Page MenuHomePhabricator

Create new job to send Civi thank you emails over smtp through frmx hosts
Closed, ResolvedPublic

Description

We have verified that we can send emails over smtp in T264663. Now we need to enable some jobs to do so.

  • create two more thank you email job with updated CIVICRM_SMTP_HOST= settings to add the frmx hosts, one job will have frmx1001 first and the other will have frmx2001 first.
  • start new jobs running once and hour (2 past for frmx1001 and 5 past for frmx2001) while reducing the frequency of the current job so they don't overlap
  • monitor mail logs for any bounce/reject issues on the frmx hosts
  • slowly increase the frequency of the new jobs while decreasing the current job

Definition of done:

  • All thank you emails being sent out through frmx hosts.
  • No substantial increase in delay, bounce, or rejection of messages

Event Timeline

Dwisehaupt renamed this task from Create new job to send Civi thank you emails over stmp through frmx hosts to Create new job to send Civi thank you emails over smtp through frmx hosts.Nov 4 2020, 7:07 PM

After some discussion we have decided to split this into two new send mail scripts per civi host. The reason for this is that if we just use one with the static ENV of frmx1001:frmx2001, as long as frmx1001 is up, frmx2001 will never see any traffic. by using two scripts we can order the preference for each differently and have them take alternating slots of requests.

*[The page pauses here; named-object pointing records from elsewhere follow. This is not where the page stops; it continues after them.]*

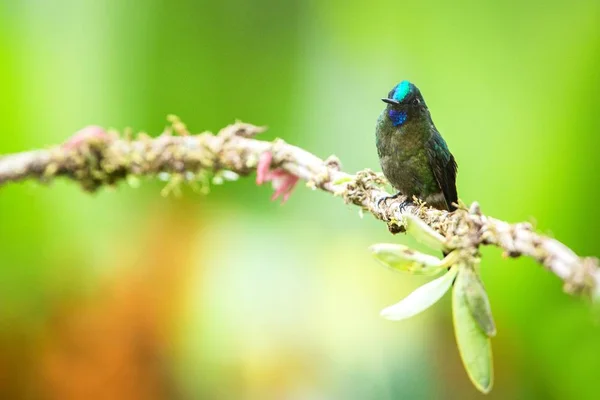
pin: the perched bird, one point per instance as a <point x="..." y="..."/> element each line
<point x="414" y="157"/>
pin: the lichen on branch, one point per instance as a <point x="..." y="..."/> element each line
<point x="95" y="158"/>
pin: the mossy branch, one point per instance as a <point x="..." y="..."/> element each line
<point x="95" y="158"/>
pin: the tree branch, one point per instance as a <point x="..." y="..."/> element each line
<point x="95" y="158"/>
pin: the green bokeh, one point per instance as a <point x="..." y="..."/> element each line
<point x="513" y="87"/>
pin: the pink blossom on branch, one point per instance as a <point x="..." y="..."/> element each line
<point x="283" y="182"/>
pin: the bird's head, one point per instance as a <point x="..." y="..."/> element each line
<point x="404" y="101"/>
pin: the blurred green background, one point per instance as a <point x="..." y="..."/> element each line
<point x="127" y="295"/>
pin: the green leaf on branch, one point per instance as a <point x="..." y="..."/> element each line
<point x="474" y="345"/>
<point x="477" y="300"/>
<point x="420" y="299"/>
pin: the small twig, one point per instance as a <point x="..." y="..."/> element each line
<point x="98" y="160"/>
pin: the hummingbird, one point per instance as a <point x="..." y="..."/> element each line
<point x="414" y="157"/>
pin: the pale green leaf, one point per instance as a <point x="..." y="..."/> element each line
<point x="420" y="299"/>
<point x="423" y="233"/>
<point x="477" y="300"/>
<point x="403" y="258"/>
<point x="473" y="344"/>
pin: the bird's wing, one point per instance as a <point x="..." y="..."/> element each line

As we roll this out, the new scripts will start with a single slot in the cron rotation (frmx1001 at 2, frmx2001 at 5) and the standard job will take the remaining (8-59/3). As we want to ramp up the volume, we will just add more slots into each of the frmx's and remove them from the current script.

This will add some complexity in terms of the amount of things to track but will give us greater flexibility and hopefully more resiliency with 2 warm frmxs.

Updating the task to reflect this.

Pushed these jobs this morning and seeing mails going through the frmxs. Leaving them running on this minimal setting for the weekend to gather more data before expanding the run times.

jobs updated to handle 30% of job runs. Continuing with monitoring of logs.

Jobs updated to handle 60% of the runs. Continuing with monitoring of logs.

So far we only had some issues a week ago with verizon/yahoo/aol slowing down our deliveries. That cleared on 20201112 and we have seen no further issues to this point.

Hit a new error case to track today. We had a domain we were checking shift to not providing rdns entries. In this case, we were getting valid IPs back, but the set to apply was empty. This caused repeated emails about an abandoned set. We should see if it's possible to catch this and pass on any changes if the temp list has no IPs instead of applying the empty list.

Mentioned in SAL (#wikimedia-fundraising) [2020-11-20T18:14:34Z] <dwisehaupt> shifting 100% of thank_you mail through frmxs ahead of tomorrow's banner test - T267259

Dwisehaupt claimed this task.
Dwisehaupt updated the task description. (Show Details)
Dwisehaupt moved this task from In Progress to Done on the fundraising-tech-ops board.

Fully transitioned and logs are still looking clean through the latest test.